A Lei de Tróia criar PDF versão para impressão
13-Jul-2009

Pedro SoaresO sistema jurídico português, sempre aberto a inovações, parece ter obtido um novo contributo. De há uns tempos para cá, o que é ilegal no território nacional também pode vir a ser legal e um verdadeiro crime ambiental pode passar a ser considerado uma benfeitoria. Tão importante e improvável contribuição poderia ficar conhecida por Lei de Tróia, apesar de não se tratar de um legado da mítica Tróia de Homero, mas tão só de um artifício legal utilizado na Tróia de Belmiro.

A necessidade aguçou o engenho da SONAE. Face à impossibilidade de construção sobre o cordão dunar primário de uma urbanização de condomínios de luxo na Península de Tróia, proibição também válida em qualquer outro ponto do litoral português, o eng. Belmiro de Azevedo tratou de resolver o problema. Faça-se uma lei que contradiga a própria lei. É preciso que, continuando a ser proibido construir sobre as dunas, o que é de todo recomendável, deve passar a haver sítios onde é muito mais proibido do que noutros.

Tudo dependerá da capacidade dos promotores de tal crime ambiental, normalmente gente bem relacionada, em colocar ou não os seus empreendimentos dentro da classificação de PIN (Projecto de Interesse Nacional) e fazê-los aprovar em Conselho de Ministros. Ou seja, aquilo que configura um atentado gravíssimo contra um sistema que tem vida e dinâmica próprias, possui elevado valor paisagístico e é fundamental para a protecção do litoral, como é o insubstituível sistema dunar, poderá, em nome do interesse nacional (!), tornar-se numa coisa boa, acarinhada pelos poderes públicos e até contar com a presença de altos dignatários do Estado quando for inaugurado.

O Governo confunde interesse nacional com os interesses de alguns grupos económicos.
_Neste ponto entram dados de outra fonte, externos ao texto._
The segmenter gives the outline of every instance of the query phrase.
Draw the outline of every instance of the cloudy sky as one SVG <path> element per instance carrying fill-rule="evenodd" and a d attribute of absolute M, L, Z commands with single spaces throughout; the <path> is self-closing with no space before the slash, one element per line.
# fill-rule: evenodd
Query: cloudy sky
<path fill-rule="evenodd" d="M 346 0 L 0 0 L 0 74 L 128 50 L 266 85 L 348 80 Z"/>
O que se está a passar em Tróia, no município de Grândola (PS), é uma operação imobiliária de grande escala que coloca em causa, de facto, o interesse nacional, a preservação do nosso litoral e do biótopo ligado aos sistemas dunares. Fazer passar tal coisa por um projecto de interesse nacional é uma ofensa à inteligência dos portugueses.